Pour ce qui est du duo entre lui et Toumani Diabaté, l’artiste d’indiquer qu’au moment opportun, ce duo se réalisera. "Je ne suis pas pressé de réaliser un album avec mon grand frère Toumani Diabaté. C’est un maître pour qui j’ai beaucoup de respect et de considération. Je sais bien que c’est le souhait de nombreux mélomanes mais je ne suis pas encore prêt de réaliser un album avec le maître des maîtres. J’ai encore besoin du temps pour exprimer mes talents. Inchallah, quand je serai prêt cet album verra le jour".
Au cours de cette rencontre, le maître de la Kora a lancé un appel à la nouvelle génération de joueurs de Kora d’aimer leur instrument et leur métier. Car, selon lui, seul le courage et l’amour du métier sont gage de la réussite. Enfin, Mamadou Diabaté ambitionne, dans le futur, de créer un centre d’échanges culturelles entre les artistes nationaux et internationaux qui veulent se produire au Mali. Un rêve qui lui tient à cœur.

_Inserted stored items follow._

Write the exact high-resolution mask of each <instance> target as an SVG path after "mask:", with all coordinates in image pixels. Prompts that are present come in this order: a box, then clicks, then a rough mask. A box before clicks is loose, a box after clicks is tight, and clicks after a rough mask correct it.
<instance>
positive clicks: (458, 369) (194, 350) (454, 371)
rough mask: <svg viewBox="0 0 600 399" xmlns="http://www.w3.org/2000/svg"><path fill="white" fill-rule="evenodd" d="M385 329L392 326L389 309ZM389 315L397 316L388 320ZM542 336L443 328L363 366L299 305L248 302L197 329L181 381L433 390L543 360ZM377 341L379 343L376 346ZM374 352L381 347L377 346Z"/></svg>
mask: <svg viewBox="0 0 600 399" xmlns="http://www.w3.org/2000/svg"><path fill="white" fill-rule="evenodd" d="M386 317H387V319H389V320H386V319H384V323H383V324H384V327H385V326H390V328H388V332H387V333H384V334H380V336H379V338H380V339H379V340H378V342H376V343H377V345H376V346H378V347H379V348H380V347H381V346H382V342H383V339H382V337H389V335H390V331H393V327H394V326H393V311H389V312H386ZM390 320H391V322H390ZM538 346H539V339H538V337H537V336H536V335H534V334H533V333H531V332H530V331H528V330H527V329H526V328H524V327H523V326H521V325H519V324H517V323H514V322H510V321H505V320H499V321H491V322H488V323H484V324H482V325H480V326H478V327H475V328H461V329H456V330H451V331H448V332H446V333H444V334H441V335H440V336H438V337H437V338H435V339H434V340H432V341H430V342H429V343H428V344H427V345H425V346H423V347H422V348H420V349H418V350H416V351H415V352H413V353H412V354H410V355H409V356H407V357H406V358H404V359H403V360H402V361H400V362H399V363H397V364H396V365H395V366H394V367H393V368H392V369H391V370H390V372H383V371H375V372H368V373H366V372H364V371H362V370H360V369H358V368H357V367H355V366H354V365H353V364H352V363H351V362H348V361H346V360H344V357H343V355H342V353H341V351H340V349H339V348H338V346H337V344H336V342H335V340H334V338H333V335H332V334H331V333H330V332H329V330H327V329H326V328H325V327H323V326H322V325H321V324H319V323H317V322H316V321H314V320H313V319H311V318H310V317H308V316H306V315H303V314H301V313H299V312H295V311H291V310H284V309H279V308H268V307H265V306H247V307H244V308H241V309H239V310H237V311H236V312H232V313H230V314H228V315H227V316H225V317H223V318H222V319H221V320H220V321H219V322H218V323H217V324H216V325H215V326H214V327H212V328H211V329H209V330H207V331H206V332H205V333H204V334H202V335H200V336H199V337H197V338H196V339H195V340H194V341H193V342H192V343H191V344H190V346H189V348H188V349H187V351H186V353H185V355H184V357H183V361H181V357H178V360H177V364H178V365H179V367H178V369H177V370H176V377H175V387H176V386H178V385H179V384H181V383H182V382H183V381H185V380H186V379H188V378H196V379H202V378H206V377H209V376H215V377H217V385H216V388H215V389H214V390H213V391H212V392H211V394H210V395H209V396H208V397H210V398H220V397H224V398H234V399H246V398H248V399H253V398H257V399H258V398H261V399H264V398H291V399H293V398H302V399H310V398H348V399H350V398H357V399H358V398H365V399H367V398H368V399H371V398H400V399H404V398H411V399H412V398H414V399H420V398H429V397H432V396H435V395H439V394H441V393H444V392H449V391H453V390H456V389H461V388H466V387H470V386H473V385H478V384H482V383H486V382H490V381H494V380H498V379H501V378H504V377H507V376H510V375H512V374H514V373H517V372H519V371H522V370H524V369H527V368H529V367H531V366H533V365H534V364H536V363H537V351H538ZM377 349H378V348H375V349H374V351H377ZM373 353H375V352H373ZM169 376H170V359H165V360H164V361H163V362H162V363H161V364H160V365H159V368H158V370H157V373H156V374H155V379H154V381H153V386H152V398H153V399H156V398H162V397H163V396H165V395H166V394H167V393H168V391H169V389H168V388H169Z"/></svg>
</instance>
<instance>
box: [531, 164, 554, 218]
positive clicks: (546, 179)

Par ailleurs, il a soutenu que son trophée Grammy Award a été saboté par le ministre de la Culture et par l’ORTM. "Après la présentation de mon trophée au président de la République, l’ORTM a refusé de diffuser l’événement en intégralité. Mais je ne garde pas de rancune contre eux, je suis fier d’être Malien et je défendrai toujours les couleurs de ce pays" a-t-il conclu.